THE Department of Environmental Protection has given a groundbreaking consent order to Pennsylvania producer Rosebud Mining for a facility to treat acid mine drainage into a local river and give the miner access to sizeable reserves.

Donna Schmidt
Rosebud Mining makes clean water waves

Privately held Rosebud and the DEP said the $15 million wastewater treatment plant project in St Michael, Cambria County – which would benefit the Little Conemaugh River – should be completed in April.

DEP active and abandoned mine operations deputy secretary John Stefanko toured the site, calling the agreement “significant” for the industry and environment.

“This plan will eliminate a major source of acid mine drainage into the Little Conemaugh River, and it will allow Rosebud to safely mine a significant coal reserve adjacent to the St Michael discharge,” he said.
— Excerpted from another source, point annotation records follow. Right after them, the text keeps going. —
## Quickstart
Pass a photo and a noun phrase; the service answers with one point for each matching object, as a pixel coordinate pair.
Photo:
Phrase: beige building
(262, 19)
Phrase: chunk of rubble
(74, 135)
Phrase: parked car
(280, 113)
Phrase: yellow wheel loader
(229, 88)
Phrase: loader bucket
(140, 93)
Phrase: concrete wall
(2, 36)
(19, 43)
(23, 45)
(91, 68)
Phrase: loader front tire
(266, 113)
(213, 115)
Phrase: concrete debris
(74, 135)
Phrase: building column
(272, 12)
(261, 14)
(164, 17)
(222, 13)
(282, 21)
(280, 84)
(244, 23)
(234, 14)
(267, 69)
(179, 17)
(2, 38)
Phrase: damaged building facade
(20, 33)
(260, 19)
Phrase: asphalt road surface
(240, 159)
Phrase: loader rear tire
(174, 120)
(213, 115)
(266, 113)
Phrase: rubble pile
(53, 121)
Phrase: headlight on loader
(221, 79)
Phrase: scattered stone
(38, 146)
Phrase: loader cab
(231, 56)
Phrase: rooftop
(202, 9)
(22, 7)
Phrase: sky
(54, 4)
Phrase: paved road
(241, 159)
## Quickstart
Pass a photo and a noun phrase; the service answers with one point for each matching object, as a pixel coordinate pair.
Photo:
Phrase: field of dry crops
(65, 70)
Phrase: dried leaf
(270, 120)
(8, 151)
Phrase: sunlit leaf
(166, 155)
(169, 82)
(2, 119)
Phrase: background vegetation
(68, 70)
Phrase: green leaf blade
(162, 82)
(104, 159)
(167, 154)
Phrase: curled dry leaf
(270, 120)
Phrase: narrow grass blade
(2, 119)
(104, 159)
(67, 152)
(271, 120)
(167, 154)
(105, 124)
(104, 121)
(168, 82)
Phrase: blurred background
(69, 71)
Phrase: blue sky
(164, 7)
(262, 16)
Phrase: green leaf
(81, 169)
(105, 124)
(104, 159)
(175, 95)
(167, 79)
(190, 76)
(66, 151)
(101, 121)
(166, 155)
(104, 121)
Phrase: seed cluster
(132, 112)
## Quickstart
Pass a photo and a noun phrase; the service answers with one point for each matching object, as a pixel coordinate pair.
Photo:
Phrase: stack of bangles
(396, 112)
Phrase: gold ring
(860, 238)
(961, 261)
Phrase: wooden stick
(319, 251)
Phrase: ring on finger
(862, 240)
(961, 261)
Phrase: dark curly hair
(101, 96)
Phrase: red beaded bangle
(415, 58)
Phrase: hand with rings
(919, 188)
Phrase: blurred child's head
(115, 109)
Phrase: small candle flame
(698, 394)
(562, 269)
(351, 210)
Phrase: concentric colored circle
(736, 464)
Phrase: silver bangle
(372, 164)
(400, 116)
“It will provide jobs and benefit the local economy, while protecting the environment and taking a major step toward cleaning up the Little Conemaugh.”

Rosebud estimated the discharge was responsible for up to 44% of the water body’s total acid mine drainage load.

It also believes that through the lowering of the mine pool treating the water in the shaft, it will be able to access the coal reserves.

Rosebud believes those reserves could take as long as four decades to mine.

The miner’s DEP deal outlines that it will be responsible for all treatment costs as well as annual payments to a special trust fund to be used to permanently pay the operations, maintenance and recapitalization costs for facility once mining is complete.

Company officials did not disclose the specific size of the reserve.

Under an initial treatment plant for the site, the treated water would still have certain non-EPA compliant constituents.

“That problem threatened to kill the project,” Stefanko said, noting that the issue was how the two parties were able to come up with the latest agreement, which includes a National Pollution Discharge Elimination System permit.

“[It is] first mining permit issued in Pennsylvania to require Rosebud to document that its treatment of the St Michael drainage discharge and others, as part of its mining operation, is improving water quality,” the DEP said.

“It is also the first agreement to provide a method to calculate and report acid mine drainage load reductions on the river.”

Rosebud Mining has more than 20 mine sites and facilities in Pennsylvania and Ohio, including the Vail underground mine that is being developed, the active Tusky underground complex, Mine 78 near Johnstown, Pennsylvania and the Big Mo strip mine in Somerset County, Pennsylvania.